Friday, 1 March 2019

Brown Letter Day

Is there any other shade of envelope? Is there any shade more terrifying?

Yes, it's that time again.

You just know. You see the envelope and there is some barely perceptible quality your senses latch on to with predator-like accuracy. The summons from the Department for Work and Pain.

You will be assessed. And assessed. And assessed. Never helped. Always assessed.

This time it is a little different. Long time readers may dismally recall that last time I was told that I would be getting a home interview after they screwed up two appointments at the Misery Centre.

You might think that's a victory, but of course it isn't. My appointment is for sometime between 11am and 1pm on the 13th. They can't be accurate of course, but I guess that's to be expected. The problem is that I'm going to somehow either contrive to get the house to myself, which will be fun, or I will have to beg for a replacement appointment. Something that will not be easy. "Why?" they will demand - as I'm sure the phone will be answered by the hawkish old mare that works in the Misery Centre. Maybe it's the job that just leeches joi de vivre from your bones like rotting meat in the desert, or maybe they just have a knack for finding the most joyless officious miserable creatures and hiring them. But that woman is...not the sort of face you want greeting you when you're rocking up to be assessed by the DWP.

So that just happened. Nothing else to say really; I'm just venting. I don't expect to pass. That will mean having to deal with Universal Credit or somehow finding work before my savings expire. I've got £1300 in the bank. I've kept it back fearing that rainiest of rainy days. Sooner or later, in the welfare state, it always rains, if you catch my drift. What's sad is that I could have put that money to good use. Some people are very good at just buying a travel tick and buggering off and having adventures. Not me though, I've no idea how they manage.

Perhaps I should try it; leave a sign on the door telling the assessor "gone fishing"!


5 comments:

  1. There is no attempt to consider the claimant as a human being, no quarter given in any aspect, nothing. The DWP machine devours people, yet does not acknowledge that they are people. People have complex lives, even the most mundane life has complexities beyond the ken of the DWP and its bastard Tory masters.

    I still jump out of my skin when I hear the letterbox. Every single time. Whatever the day, whatever I am expecting or not expecting. I don't think I will ever get over this reaction.
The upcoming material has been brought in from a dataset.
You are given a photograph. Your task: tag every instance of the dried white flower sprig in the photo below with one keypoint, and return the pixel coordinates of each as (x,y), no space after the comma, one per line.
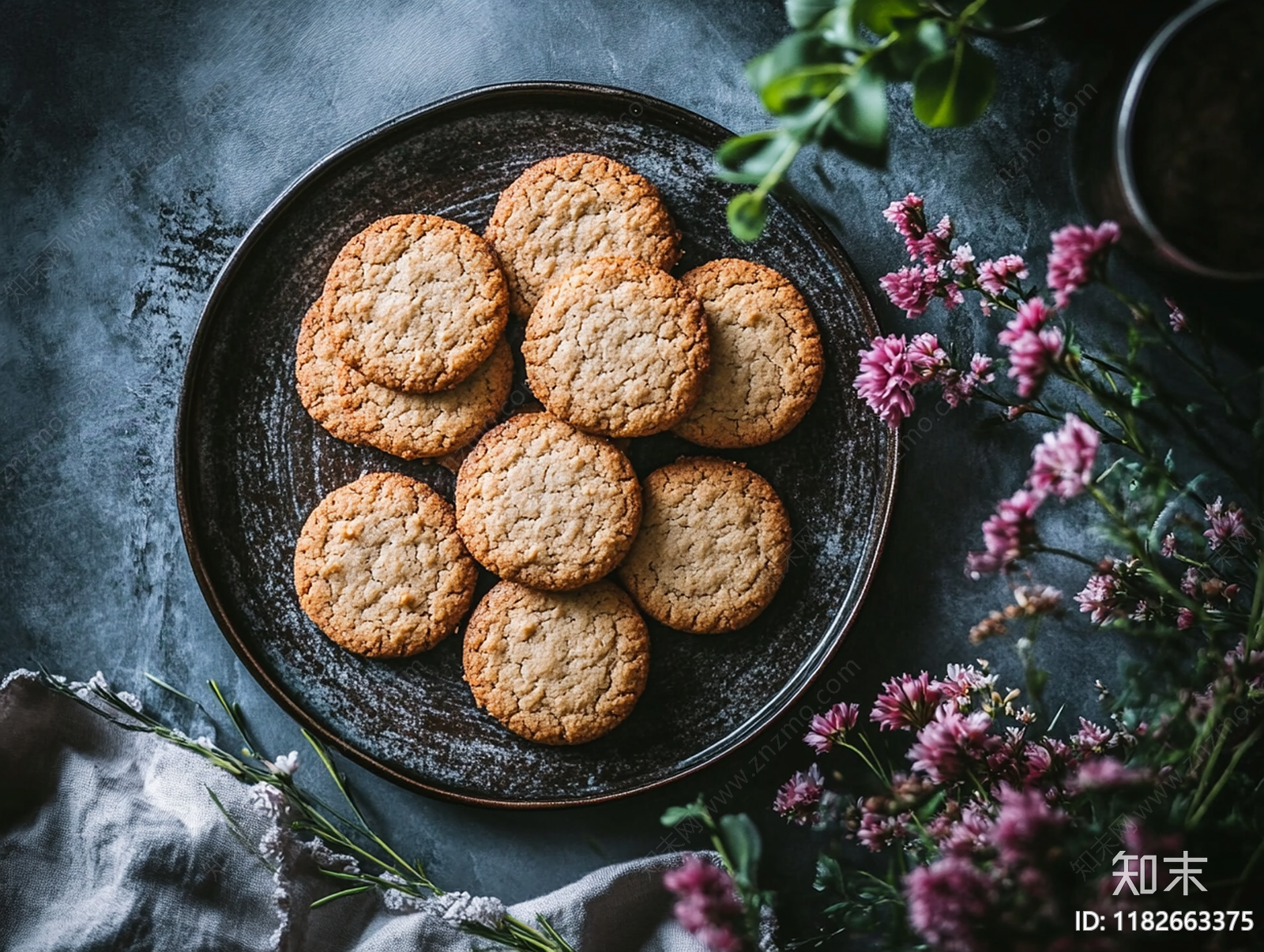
(343,845)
Before ESA, I didn't mind the post arriving.

    Wishing you all the best with this Ghosty.

    Lucy

    ReplyDelete
    Replies
    1. I agree completely. Ironically the only time to relax when the letterbox pops is when you've already been given the bad news.

      Traumatic Post Stress Disorder :(

      Delete
    2. TPSD ! Nice one :D

      Not nice at all really, but very true.

      Delete
    3. For some people, it really is PTSD. I know every time that mail drops I have to drop everything and inspect. Some people are way worse and, not to make ligt of it as PTSD is no laughing matter at all, really do suffer that way. This is what our lords and masters have done to society.

      Delete
    4. As a life life long sufferer of utterly crippling, severe & complex PTSD caused by serious, extreme early & later life abuse of myriad type, I allow myself a grin now and again when someone makes a crack about the condition. Humour isn't verboten, it is more help than drugs or sanctimonious admonishment ever could be.

      Humour & psychiatric injury are not mutually exclusive.

      Two bouts of cancer have been the very least disabling aspects of my life. Ironically, they are the only ones that semi-effective treatment is offered for on the increasingly capitalist NHS.